Throw in a cooperative arena mode, Firefight, that influenced future Halo games while being pretty damn fun its own right, and you’ve got a tidy little package. Any Halo fans that skipped ODST should remember it the next time they’re looking for a fix.
1. Deus Ex: Invisible War
Search for lists of the worst video game sequels and you’ll usually find Invisible War. It’s not surprising, really. Deus Ex is rightly considered one of the greatest games ever made–it took FPS genre conventions and blew them apart, replacing linear corridors with wide-open environments that could be traversed a dozen different ways. And it told a sprawling, engrossing cyberpunk storyline to boot, a story where your decisions mattered. How do you follow up on that?
Now, before you run off to the comments section to call me an idiot, I’m not going to argue that Invisible War is better than Deus Ex. Invisible War has some pretty glaring flaws. But it’s still a good game, which many people don’t realize because they’re too busy unfairly comparing it to the original.
Let’s start with the valid criticisms. Invisible War was dumbed down–you had fewer customization options, fewer RPG elements and fewer ways to approach each level. It’s also much shorter than the original, and when it launched it had technical problems and demanding specs.
But a dumbed down Deus Ex is still smarter than most video games–Invisible War is hardly a mindless shooter. Where it really deserves credit though is in the story department–Invisible War stays true to Deus Ex’s cyberpunk setting and narrative structure while giving you even more control over the situation. For all of its freedom of choice, Deus Ex didn’t really let you make any big decisions until the very end of the game, where you up and decide the fate of the world.

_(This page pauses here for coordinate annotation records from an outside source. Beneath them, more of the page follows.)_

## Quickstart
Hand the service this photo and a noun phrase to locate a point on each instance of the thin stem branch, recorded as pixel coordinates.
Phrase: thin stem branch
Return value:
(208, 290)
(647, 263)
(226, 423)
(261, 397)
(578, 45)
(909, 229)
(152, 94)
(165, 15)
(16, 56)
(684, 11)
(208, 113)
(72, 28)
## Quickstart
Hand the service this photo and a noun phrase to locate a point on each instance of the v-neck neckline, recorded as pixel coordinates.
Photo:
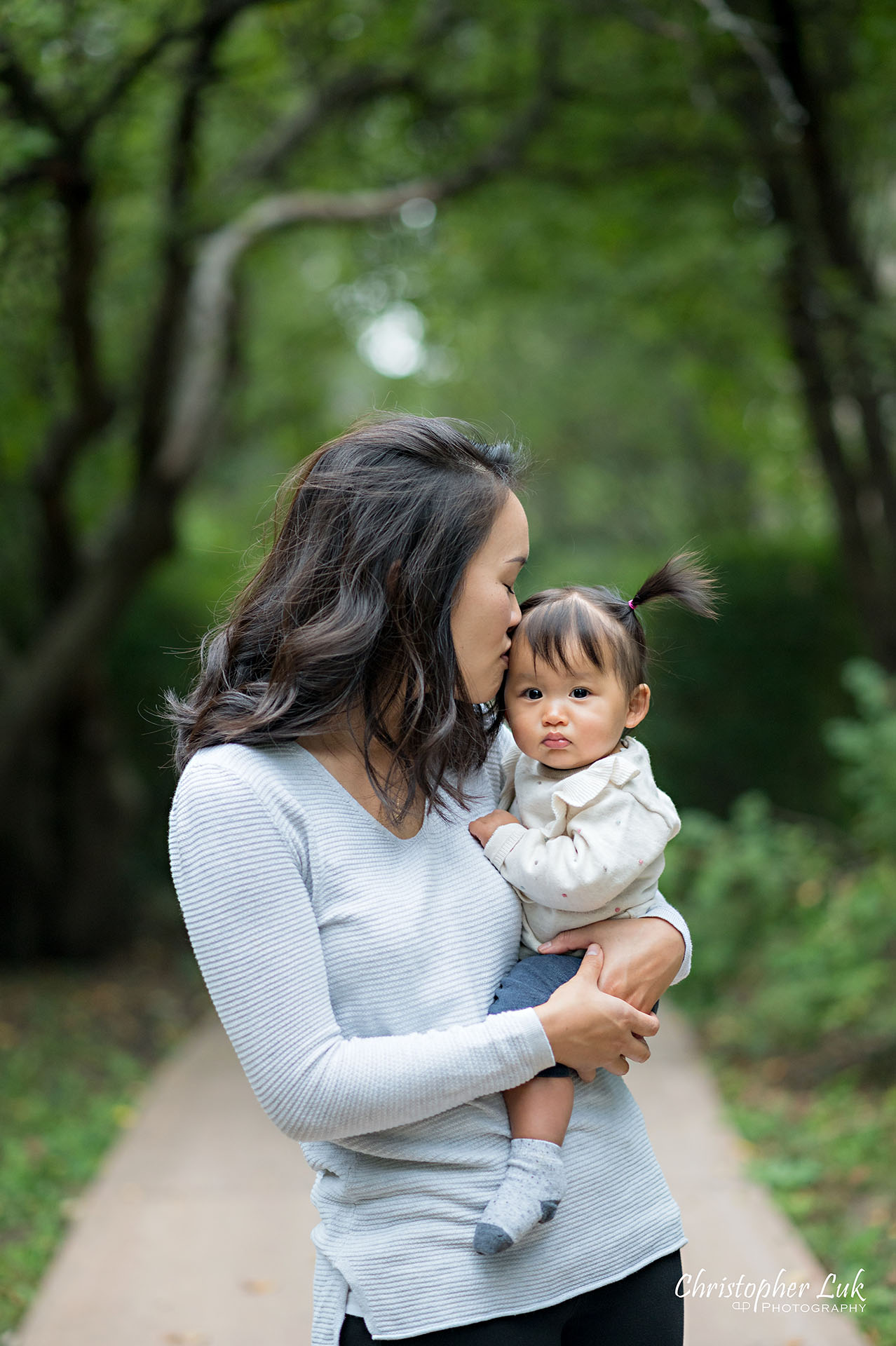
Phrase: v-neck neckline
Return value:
(337, 785)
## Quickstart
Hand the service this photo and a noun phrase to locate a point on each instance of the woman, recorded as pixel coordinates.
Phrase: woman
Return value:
(338, 742)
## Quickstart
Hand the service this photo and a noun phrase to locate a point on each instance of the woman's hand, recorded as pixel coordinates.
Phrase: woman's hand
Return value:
(641, 956)
(588, 1028)
(489, 824)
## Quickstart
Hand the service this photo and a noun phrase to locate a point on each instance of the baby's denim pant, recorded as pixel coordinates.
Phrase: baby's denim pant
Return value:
(531, 983)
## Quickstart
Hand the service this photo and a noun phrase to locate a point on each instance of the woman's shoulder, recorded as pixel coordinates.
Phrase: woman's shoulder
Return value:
(228, 772)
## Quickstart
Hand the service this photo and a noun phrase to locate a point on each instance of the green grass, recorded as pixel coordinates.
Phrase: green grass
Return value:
(828, 1155)
(76, 1046)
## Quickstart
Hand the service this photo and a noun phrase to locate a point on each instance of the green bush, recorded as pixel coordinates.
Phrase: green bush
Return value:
(796, 923)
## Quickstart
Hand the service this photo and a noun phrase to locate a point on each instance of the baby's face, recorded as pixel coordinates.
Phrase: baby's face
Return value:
(568, 718)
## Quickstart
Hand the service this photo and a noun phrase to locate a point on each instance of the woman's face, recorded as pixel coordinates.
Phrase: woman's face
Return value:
(486, 609)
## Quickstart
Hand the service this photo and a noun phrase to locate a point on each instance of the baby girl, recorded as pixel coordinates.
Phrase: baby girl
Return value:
(585, 839)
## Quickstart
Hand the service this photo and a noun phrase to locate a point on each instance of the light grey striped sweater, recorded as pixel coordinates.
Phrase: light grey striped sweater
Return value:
(342, 965)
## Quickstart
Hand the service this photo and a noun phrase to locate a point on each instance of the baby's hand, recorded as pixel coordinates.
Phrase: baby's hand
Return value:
(484, 827)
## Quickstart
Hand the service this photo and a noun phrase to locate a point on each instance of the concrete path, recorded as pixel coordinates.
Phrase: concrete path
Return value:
(197, 1230)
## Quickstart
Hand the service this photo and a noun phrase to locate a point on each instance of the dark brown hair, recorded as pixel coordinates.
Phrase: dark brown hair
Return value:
(563, 623)
(350, 610)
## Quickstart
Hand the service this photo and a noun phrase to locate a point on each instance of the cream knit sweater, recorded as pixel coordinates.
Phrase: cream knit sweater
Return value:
(353, 972)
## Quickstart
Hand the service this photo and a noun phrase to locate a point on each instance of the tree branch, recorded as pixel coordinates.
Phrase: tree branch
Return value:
(348, 90)
(175, 266)
(747, 36)
(144, 531)
(221, 13)
(93, 404)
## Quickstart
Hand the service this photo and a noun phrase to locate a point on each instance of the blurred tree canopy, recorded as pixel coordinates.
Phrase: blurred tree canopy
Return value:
(656, 241)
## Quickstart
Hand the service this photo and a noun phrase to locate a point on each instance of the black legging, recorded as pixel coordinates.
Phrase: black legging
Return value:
(642, 1310)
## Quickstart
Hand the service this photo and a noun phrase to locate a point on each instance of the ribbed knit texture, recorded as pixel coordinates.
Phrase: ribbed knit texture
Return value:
(353, 972)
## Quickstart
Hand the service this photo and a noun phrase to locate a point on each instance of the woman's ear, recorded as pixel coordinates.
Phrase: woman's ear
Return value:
(638, 706)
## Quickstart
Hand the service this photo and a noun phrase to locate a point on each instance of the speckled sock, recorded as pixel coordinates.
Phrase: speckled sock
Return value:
(529, 1195)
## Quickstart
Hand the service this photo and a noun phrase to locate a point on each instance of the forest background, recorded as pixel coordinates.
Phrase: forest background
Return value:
(658, 244)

Invisible War, meanwhile, gave players a ridiculous amount of freedom, letting you dictate not just large swaths of the plot but also allowing you to approach many different objectives at your leisure. You can shape the world of Invisible War in countless ways, and as you do you’re forced to choose between supporting various morally ambiguous factions (Deus Ex, for all of its narrative strengths, was ultimately just a complicated good versus evil story). The twisting, morally grey storyline is a rightful successor to Deus Ex, and is absolutely worth experiencing. It’s a shame the gameplay isn’t quite up to scratch, but don’t let that discourage you from enjoying what is still a very well made game. If you can stop yourself from constantly comparing Invisible War to the original Deus Ex, you might just find yourself having fun.